The point however is that it’s not the reserves nor the liquidity that expand lending. Rather, lending comes from individual banks changing their portfolio composition. In reality, when the Fed implements QE, what it does is buy long-term securities (henceforth simplified to be mortgages). Buying these mortgages helps to increase lending activity, not because the banks now have money in their checking accounts that they can lend out, but rather because banks strive to have a consistent level of long-term assets and liabilities relative to short term ones. When the Fed buys mortgages off of a bank. The bank will find itself with a more cash assets, and less mortgage assets. It’s portfolio’s composition will have changed. In order to address this the bank will strive to correct the portfolio and buy up mortgage contracts and assets off of the private sector. It will then credit the private sector with cash. Hence, when the Fed buys mortgages off of the banks, portfolio corrections means that it is really accumulating them off of the private sector. The private sector will then find itself with excess cash and the money should theoretically be invested or used.

Where the ‘flow’ of QE becomes important is in distorting the banking sector’s portfolio. As it stands, the banks are not inclined to correct their portfolios, and lending rates are not rising. But corrections back to normality DO nevertheless happen slowly, and the more balance sheets become liquid with cash exceeding mortgages, the more the banks will strive to correct their balance sheets, buying up mortgages off of the private sector.

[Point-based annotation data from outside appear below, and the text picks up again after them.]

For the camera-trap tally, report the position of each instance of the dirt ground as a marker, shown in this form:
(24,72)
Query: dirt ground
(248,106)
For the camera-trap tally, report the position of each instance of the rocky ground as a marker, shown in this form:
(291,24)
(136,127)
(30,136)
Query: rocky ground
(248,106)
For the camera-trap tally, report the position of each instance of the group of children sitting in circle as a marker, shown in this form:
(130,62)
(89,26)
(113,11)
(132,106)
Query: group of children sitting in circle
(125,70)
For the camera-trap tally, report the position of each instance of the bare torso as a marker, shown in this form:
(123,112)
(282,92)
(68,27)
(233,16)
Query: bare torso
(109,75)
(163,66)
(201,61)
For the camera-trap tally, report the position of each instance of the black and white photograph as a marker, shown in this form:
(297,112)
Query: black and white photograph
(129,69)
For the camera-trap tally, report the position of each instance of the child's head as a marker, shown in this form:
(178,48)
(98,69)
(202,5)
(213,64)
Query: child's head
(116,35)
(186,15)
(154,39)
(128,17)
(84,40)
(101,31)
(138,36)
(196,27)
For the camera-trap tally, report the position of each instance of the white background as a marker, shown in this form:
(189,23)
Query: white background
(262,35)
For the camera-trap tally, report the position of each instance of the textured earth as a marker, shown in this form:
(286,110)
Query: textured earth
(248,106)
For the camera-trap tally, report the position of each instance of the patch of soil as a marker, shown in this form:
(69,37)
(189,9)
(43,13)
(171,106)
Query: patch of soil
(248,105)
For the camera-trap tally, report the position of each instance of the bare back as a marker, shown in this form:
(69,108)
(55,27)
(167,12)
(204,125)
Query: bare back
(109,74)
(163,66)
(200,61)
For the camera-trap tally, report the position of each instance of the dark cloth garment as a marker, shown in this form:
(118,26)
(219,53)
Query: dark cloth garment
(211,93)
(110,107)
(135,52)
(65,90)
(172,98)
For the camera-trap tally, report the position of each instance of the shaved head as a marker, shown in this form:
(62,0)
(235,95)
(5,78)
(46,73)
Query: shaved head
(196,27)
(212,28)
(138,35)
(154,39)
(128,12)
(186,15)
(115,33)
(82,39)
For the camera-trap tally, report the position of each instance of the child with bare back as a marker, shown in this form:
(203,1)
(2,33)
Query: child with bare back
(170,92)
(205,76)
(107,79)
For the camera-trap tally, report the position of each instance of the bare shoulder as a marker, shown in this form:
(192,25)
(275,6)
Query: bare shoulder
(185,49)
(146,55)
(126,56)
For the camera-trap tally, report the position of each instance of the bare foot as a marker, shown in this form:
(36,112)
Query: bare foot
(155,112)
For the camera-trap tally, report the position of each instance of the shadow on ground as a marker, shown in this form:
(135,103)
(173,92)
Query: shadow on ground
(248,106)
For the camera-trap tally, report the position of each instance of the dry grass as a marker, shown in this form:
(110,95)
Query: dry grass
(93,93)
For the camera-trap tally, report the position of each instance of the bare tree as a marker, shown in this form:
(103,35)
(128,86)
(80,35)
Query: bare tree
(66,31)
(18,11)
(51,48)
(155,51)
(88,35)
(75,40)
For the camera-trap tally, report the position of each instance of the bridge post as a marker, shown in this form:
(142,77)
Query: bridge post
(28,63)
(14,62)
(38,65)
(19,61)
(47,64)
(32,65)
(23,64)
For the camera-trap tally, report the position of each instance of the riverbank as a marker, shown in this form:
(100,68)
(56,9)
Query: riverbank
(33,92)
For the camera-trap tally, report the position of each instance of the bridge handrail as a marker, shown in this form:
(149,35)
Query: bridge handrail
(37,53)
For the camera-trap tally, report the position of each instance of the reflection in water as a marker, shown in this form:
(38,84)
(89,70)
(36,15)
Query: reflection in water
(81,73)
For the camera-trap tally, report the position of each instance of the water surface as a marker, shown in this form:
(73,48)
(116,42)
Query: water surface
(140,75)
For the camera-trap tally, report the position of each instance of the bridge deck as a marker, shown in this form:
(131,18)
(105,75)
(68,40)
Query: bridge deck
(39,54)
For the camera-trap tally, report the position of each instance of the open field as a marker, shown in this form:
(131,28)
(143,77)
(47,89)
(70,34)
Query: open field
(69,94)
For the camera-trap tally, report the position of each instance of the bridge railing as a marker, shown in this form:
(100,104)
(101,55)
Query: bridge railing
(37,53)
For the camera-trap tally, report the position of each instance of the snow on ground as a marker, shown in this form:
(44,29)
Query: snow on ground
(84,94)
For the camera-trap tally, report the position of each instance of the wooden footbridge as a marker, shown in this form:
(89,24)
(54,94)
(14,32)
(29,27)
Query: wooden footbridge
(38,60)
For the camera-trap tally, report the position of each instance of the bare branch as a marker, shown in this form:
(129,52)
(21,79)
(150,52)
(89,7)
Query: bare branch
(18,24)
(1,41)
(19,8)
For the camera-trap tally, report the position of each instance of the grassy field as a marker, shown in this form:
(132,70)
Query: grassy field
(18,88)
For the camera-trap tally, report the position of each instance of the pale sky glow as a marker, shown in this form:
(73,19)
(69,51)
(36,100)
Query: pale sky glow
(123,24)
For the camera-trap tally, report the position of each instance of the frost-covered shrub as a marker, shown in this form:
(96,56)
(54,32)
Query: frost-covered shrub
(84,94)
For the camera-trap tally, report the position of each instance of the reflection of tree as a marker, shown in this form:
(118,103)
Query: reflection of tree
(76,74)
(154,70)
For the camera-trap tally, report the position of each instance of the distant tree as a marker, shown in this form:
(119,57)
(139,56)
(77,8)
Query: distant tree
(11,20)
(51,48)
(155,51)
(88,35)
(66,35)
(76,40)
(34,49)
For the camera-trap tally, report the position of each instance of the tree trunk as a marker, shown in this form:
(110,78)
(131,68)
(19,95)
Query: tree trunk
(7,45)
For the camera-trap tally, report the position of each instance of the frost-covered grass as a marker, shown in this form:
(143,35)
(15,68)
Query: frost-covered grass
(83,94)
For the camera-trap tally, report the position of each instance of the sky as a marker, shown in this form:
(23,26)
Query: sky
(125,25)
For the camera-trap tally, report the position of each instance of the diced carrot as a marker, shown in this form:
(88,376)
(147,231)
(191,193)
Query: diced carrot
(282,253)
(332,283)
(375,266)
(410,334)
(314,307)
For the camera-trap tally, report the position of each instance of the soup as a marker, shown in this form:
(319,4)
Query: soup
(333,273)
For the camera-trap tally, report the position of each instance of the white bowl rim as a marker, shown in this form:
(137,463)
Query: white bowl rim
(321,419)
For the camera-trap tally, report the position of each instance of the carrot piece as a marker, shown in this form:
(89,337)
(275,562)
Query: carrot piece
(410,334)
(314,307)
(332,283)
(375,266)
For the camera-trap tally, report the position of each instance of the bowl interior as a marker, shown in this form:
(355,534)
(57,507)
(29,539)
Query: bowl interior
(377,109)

Thus, QE works through the norms of the financial sector, and no matter how redundant inflating the monetary base through reserves may seem, it incentivises lending expansion regardless. Why are banks not so keen to rebalance their distorted portfolios? Is this situation permanent? The answer is a resounding no to the latter. Banks simply do not want to rebalance their portfolios because the returns on long-term assets have not been deemed valuable enough relative to those of highly liquid assets at the moment. In addition, the 0.25% interest rate payment that the Fed gives the sector for excess reserves provides an incentive to keep the asset compositions highly liquid. This means keeping the portfolios at above equilibrium levels of liquidity. That doesn’t mean that banks will completely disregard the portfolio norms however. Indeed, the more the Fed increases the liquidity of the balance sheets, the more the banks will strive to accumulate mortgages off of the private sector. Thus the private sector’s holdings of loanable funds increases, and interest rates fall.